Other types use barley, flax, oats, brown rice, or other grains.
The fermentation process and its retention of the whole bean give tempeh a higher protein content, dietary fiber, and vitamins compared to other soy foods like tofu and a much firmer texture.
Tempeh originated in Indonesia, where it could be considered the oldest food technology in the history of the Javanese people.
The book Serat Centhini — a twelve-volume compilation of Javanese tales and teachings written in 1814 — mentions it, indicating that tempeh had been produced and eaten by the time of its publication.
Food historians believe tempeh may have come from the Chinese making a similar product, soybean koji; soybeans fermented with Aspergillus molds. The Rhizopus starter that tempeh uses could have been due to its better adaptation to the Indonesian climate.
In Europe, this versatile plant protein came from the Dutch, who once colonized Indonesia.
Here in the US, it’s only been known since 1955 when it appeared in Possible Sources of Proteins for Child Feeding in Underdeveloped Countries published in the American Journal of Clinical Nutrition.
The traditional process begins with cracking whole dried soybeans with a grain mill.

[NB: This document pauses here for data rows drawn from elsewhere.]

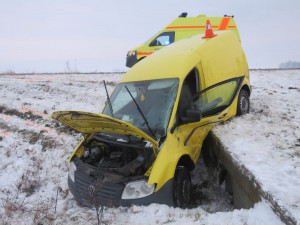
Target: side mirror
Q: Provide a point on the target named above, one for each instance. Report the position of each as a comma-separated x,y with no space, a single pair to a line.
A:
191,116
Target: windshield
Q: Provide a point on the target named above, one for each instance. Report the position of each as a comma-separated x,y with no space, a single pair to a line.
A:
155,98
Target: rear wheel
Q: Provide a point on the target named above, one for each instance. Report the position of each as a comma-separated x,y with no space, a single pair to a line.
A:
243,103
182,187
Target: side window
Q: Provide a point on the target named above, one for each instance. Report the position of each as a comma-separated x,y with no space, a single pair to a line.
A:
190,87
216,98
163,39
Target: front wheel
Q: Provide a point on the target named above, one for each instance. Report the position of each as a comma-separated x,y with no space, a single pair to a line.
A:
182,187
243,103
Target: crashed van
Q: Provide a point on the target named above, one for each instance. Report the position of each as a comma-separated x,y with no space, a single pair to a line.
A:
142,147
180,28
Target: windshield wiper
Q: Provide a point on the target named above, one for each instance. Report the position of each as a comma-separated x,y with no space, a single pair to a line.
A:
140,111
108,100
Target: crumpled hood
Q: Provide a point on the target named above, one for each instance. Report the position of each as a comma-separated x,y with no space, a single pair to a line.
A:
88,123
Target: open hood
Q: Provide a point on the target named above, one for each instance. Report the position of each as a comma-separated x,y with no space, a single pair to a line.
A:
87,123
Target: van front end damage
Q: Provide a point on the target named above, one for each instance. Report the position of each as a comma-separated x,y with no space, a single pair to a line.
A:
92,187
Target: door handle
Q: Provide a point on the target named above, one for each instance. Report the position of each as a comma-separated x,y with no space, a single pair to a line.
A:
221,117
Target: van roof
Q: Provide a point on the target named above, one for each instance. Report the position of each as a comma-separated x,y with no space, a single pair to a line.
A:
199,23
178,59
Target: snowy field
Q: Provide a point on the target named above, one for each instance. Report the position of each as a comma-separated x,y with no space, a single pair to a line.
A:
267,141
35,150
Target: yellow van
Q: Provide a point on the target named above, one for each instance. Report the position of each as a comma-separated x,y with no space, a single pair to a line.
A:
180,28
142,147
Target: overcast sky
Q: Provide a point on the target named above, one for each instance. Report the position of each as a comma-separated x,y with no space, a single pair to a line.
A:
95,35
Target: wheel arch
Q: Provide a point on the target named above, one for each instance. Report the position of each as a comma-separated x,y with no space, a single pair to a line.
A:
246,88
187,162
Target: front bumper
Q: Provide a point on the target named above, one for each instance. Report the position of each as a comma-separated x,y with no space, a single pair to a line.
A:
131,60
103,188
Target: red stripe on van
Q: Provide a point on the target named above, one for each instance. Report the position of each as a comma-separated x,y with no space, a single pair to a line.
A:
144,53
184,27
224,23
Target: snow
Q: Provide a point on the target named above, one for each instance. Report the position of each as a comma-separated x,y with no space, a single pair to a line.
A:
33,166
267,140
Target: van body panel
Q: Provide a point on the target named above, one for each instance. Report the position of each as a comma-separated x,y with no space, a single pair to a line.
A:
183,27
204,75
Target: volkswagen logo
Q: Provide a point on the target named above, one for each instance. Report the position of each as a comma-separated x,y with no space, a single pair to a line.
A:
91,190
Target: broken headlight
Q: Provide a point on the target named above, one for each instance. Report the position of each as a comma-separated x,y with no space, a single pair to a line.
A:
137,189
72,169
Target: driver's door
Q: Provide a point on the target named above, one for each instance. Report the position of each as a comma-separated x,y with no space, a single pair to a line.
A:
214,103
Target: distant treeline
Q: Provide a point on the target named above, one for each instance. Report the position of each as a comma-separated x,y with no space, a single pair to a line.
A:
290,65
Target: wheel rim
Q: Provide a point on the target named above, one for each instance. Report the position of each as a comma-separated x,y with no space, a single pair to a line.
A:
244,104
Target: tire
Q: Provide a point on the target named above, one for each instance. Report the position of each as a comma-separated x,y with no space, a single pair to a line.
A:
182,187
243,105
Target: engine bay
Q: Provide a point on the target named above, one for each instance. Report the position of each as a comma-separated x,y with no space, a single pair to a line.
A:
124,156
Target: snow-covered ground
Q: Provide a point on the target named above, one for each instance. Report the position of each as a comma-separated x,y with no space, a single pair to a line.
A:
267,141
35,150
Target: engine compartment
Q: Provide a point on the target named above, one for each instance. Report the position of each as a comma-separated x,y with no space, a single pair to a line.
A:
122,156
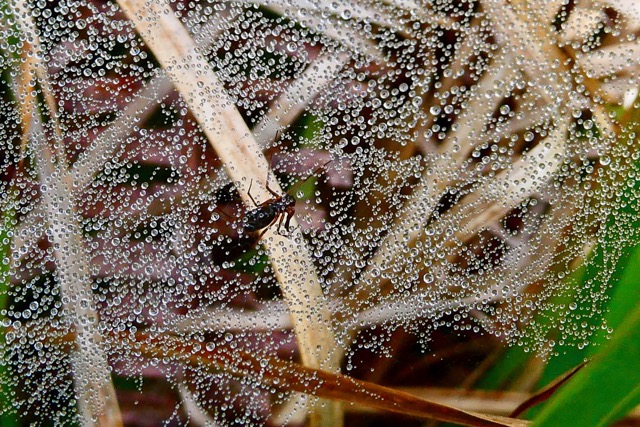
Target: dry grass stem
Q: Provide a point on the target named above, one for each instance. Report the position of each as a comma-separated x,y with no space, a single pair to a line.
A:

Next, the beans are soaked overnight and dehulled to remove the outer covering. After they’re drained and rinsed, the soybeans are placed in a large pot to cook until tender.
Once they’re cool, it’s time to inoculate the soybeans with the Rhizopus oligosprorusstarter.
When complete, the inoculated soybeans incubate for 24 – 48 hours. This time allows the fermentation process to take place and a thick layer of white mycelium mold binds the soybeans into a firm cake.
Don’t worry, the mold (Rhizophus) that is used is considered GRAS (Generally Recognized as Safe) by the US Food and Drug Administration (FDA).
Actually, foods fermented with Rhizophus can be beneficial. The species have been used as a detoxifying agent against food toxins and increase the digestibility of certain legumes. (1, 2)
Finally, the finished fermented cakes are steamed, packaged, and refrigerated ready for a variety of cooking methods.